Man steht morgens auf, hat gute Vorsätze – und am Ende des Tages hat man wieder zu viel gegessen, die E-Mails nicht beantwortet und sich im Gespräch mit dem Kollegen dümmer verkauft, als man eigentlich ist. Warum? Weil unsere Erwartungen an uns selbst (und an andere) oft mehr Wunschdenken als Realität sind.
Wir überschätzen, wie besonders wir sind
Die meisten Menschen halten sich für moralischer, klüger und empathischer als den Durchschnitt. Das Problem: Das geht rein rechnerisch nicht auf. Trotzdem gehen viele durch die Welt mit der Überzeugung, ihre Gedanken wären besonders tiefgründig, ihre Entscheidungen besonders überlegt. In Wirklichkeit funktionieren wir meist auf Autopilot, reagieren impulsiv und rationalisieren hinterher. Wer das nicht glaubt, sollte sich mal bewusst machen, wie viele „bewusste Entscheidungen“ am Tag eigentlich nur Gewohnheit sind.
Beispiel gefällig? Der Vorsatz, abends keine Chips mehr zu essen. Um 20 Uhr weiß man noch, wie schlecht man sich gestern gefühlt hat. Um 21 Uhr steht man trotzdem vor dem Schrank. Um 21:05 ist die Tüte leer – und man hat eine gute Ausrede: „War halt ein stressiger Tag.“
Erwartungen machen uns unglücklich
Wir glauben, bestimmte Dinge müssten uns glücklich machen: die Beförderung, die neue Wohnung, die richtige Beziehung. Und ja – für einen Moment fühlt sich das auch gut an. Aber spätestens nach ein paar Wochen ist alles wieder normal. Die Wohnung ist schöner, aber der Nachbar nervt. Die Beziehung ist stabil, aber der Alltag zieht ein.
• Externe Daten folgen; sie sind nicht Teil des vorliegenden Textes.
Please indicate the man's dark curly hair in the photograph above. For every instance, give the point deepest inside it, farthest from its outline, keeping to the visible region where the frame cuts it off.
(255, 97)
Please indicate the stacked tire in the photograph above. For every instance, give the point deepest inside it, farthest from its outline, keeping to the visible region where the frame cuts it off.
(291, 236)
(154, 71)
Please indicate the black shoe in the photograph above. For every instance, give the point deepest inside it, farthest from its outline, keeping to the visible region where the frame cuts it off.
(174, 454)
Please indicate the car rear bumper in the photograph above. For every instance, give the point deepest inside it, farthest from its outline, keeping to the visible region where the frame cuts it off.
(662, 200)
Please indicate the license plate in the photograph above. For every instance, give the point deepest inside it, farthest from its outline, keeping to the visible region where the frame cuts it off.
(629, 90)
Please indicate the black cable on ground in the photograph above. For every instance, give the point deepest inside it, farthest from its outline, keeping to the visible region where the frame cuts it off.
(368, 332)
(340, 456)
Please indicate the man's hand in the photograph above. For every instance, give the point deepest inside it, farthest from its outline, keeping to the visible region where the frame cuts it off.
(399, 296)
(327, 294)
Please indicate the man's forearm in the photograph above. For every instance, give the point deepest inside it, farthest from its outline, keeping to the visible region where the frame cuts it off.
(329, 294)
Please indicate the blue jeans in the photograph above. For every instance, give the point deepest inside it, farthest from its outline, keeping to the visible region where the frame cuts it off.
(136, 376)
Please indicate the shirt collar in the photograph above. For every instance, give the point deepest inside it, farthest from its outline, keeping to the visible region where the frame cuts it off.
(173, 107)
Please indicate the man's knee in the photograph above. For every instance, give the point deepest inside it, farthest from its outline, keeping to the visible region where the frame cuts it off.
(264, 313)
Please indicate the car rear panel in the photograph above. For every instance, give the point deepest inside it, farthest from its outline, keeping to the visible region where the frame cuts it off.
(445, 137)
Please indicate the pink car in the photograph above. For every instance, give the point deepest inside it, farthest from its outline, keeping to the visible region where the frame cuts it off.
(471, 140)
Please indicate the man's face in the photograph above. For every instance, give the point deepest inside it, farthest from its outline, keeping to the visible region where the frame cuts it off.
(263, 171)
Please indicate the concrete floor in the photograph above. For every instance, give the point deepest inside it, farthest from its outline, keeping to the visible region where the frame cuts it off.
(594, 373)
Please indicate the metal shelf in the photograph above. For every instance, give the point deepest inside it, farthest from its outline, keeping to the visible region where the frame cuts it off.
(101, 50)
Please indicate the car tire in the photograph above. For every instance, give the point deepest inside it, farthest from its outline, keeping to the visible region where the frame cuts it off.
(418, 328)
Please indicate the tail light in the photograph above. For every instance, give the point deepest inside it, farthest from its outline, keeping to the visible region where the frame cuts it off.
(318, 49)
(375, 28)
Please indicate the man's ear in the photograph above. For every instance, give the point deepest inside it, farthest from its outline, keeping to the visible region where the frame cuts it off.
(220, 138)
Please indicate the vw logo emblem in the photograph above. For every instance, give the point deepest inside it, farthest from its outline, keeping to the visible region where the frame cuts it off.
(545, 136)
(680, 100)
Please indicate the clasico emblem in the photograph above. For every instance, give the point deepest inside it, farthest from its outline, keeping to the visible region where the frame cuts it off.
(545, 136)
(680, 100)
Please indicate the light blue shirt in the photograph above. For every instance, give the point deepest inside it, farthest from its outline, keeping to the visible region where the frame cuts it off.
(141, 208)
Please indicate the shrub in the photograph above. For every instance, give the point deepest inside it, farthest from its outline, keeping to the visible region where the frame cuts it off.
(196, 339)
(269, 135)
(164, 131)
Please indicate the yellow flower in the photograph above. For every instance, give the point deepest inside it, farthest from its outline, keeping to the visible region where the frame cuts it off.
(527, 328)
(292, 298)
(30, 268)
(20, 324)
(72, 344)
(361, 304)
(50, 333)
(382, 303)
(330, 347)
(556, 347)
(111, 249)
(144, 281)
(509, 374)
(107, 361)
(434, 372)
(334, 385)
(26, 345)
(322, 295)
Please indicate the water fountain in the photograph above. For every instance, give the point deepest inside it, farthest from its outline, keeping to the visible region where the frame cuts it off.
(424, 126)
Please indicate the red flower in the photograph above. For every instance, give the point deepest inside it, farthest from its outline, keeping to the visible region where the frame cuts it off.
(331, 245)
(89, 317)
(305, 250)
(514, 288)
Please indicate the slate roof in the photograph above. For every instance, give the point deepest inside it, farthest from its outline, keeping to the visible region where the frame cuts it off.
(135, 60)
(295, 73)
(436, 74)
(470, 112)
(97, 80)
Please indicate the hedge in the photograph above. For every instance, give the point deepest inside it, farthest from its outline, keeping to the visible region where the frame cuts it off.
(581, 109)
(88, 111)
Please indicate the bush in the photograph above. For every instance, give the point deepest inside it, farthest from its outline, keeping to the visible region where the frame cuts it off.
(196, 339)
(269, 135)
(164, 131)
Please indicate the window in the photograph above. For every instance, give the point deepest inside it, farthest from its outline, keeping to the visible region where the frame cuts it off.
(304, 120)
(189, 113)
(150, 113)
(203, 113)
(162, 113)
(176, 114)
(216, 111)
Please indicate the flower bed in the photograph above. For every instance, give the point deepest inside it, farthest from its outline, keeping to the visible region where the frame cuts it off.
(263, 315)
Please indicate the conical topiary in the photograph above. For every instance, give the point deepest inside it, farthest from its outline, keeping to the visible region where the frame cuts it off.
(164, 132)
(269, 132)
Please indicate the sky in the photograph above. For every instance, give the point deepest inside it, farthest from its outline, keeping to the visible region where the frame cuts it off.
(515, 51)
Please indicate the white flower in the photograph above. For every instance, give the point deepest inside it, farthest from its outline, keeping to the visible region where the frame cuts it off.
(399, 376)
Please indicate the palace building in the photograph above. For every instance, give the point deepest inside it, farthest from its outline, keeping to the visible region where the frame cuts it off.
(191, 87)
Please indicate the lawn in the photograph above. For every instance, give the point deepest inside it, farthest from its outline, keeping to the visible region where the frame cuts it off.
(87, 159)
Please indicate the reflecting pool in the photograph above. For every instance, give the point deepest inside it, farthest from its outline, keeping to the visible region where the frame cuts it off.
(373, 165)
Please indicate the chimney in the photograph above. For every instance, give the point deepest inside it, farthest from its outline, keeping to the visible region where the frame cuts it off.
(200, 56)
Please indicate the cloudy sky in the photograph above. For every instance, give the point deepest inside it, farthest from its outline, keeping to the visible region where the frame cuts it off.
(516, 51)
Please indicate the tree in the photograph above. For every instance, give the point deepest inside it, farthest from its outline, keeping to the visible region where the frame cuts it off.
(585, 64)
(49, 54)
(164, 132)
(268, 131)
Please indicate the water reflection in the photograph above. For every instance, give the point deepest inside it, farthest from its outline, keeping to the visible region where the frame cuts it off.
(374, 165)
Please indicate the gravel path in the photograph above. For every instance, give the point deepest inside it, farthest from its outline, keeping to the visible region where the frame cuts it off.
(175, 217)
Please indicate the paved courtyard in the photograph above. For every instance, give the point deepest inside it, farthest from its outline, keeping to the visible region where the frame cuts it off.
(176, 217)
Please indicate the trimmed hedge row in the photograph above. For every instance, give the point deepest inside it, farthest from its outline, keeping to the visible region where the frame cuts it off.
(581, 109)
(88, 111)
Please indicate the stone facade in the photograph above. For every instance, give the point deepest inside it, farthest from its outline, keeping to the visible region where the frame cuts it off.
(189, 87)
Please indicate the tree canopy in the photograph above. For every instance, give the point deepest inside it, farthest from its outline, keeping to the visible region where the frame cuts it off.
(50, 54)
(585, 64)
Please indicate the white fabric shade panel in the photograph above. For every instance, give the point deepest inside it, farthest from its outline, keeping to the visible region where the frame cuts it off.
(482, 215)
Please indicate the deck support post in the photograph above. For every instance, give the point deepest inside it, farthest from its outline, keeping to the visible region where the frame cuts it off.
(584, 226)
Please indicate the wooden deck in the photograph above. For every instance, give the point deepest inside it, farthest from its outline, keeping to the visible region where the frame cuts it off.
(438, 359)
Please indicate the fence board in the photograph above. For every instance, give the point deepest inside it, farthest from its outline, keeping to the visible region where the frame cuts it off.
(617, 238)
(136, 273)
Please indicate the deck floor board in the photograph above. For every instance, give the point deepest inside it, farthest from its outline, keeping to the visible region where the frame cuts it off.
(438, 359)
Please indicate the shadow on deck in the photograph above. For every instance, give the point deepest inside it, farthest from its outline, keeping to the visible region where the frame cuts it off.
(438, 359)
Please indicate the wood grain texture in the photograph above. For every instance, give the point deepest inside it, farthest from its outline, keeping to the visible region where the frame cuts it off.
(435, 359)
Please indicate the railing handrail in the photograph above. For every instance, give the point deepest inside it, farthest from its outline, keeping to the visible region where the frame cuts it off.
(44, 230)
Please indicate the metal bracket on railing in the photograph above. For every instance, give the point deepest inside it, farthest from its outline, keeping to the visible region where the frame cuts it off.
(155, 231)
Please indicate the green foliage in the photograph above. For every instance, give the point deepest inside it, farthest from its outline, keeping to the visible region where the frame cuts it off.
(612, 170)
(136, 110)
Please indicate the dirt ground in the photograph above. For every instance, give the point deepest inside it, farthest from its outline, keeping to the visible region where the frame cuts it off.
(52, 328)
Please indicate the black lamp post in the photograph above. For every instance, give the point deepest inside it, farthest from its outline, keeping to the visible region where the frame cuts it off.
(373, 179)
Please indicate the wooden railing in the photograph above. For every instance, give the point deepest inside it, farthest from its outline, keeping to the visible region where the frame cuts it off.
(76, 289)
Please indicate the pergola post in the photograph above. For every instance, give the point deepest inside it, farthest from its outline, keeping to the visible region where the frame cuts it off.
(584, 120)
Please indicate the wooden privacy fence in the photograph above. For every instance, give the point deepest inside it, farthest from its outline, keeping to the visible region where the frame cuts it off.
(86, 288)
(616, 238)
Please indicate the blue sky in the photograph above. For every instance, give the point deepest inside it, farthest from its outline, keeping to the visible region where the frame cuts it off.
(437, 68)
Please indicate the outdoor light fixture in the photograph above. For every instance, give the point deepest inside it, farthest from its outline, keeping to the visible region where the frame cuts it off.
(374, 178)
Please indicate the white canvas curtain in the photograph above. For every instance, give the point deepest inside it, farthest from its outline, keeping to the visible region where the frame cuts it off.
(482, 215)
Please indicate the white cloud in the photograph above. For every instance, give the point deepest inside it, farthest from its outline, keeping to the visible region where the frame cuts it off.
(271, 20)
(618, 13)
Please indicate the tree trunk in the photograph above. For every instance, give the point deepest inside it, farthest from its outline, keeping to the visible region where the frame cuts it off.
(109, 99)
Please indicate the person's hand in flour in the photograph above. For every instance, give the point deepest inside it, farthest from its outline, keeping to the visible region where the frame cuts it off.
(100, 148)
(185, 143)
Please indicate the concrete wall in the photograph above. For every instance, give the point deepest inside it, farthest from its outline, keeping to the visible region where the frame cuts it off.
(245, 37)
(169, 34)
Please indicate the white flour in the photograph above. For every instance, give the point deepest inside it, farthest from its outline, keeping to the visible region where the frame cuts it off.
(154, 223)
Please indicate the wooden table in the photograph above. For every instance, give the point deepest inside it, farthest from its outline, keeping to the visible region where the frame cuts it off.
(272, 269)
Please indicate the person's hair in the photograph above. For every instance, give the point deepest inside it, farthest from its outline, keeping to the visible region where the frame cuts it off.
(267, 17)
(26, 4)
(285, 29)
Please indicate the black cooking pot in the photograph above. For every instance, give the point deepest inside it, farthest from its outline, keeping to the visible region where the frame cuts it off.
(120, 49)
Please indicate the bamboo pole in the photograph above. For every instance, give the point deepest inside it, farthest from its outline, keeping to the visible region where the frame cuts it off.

Und der neue Job bringt mehr Verantwortung – und mehr Mails.
Das nennt sich „hedonistische Adaption“: Wir gewöhnen uns schnell an Neues, auch an das Gute. Und dann kommt das nächste Ziel. Und wieder eins. Bis man irgendwann merkt, dass man in einem Hamsterrad läuft – mit Netflix als Abendprogramm und dem Gedanken: „Irgendwas fehlt.“
Lebensmitte: Willkommen im Club der Sinnsuchenden
Man muss nicht 50 sein, um sich in der Lebensmitte zu fühlen. Oft reicht ein Montag. Oder das Gefühl, dass man irgendwie „alles“ hat, aber trotzdem nicht zufrieden ist. Viele erleben eine Phase, in der Fragen auftauchen, auf die es keine einfachen Antworten gibt: War’s das? Kommt da noch was? Bin ich überhaupt der Mensch, der ich sein wollte?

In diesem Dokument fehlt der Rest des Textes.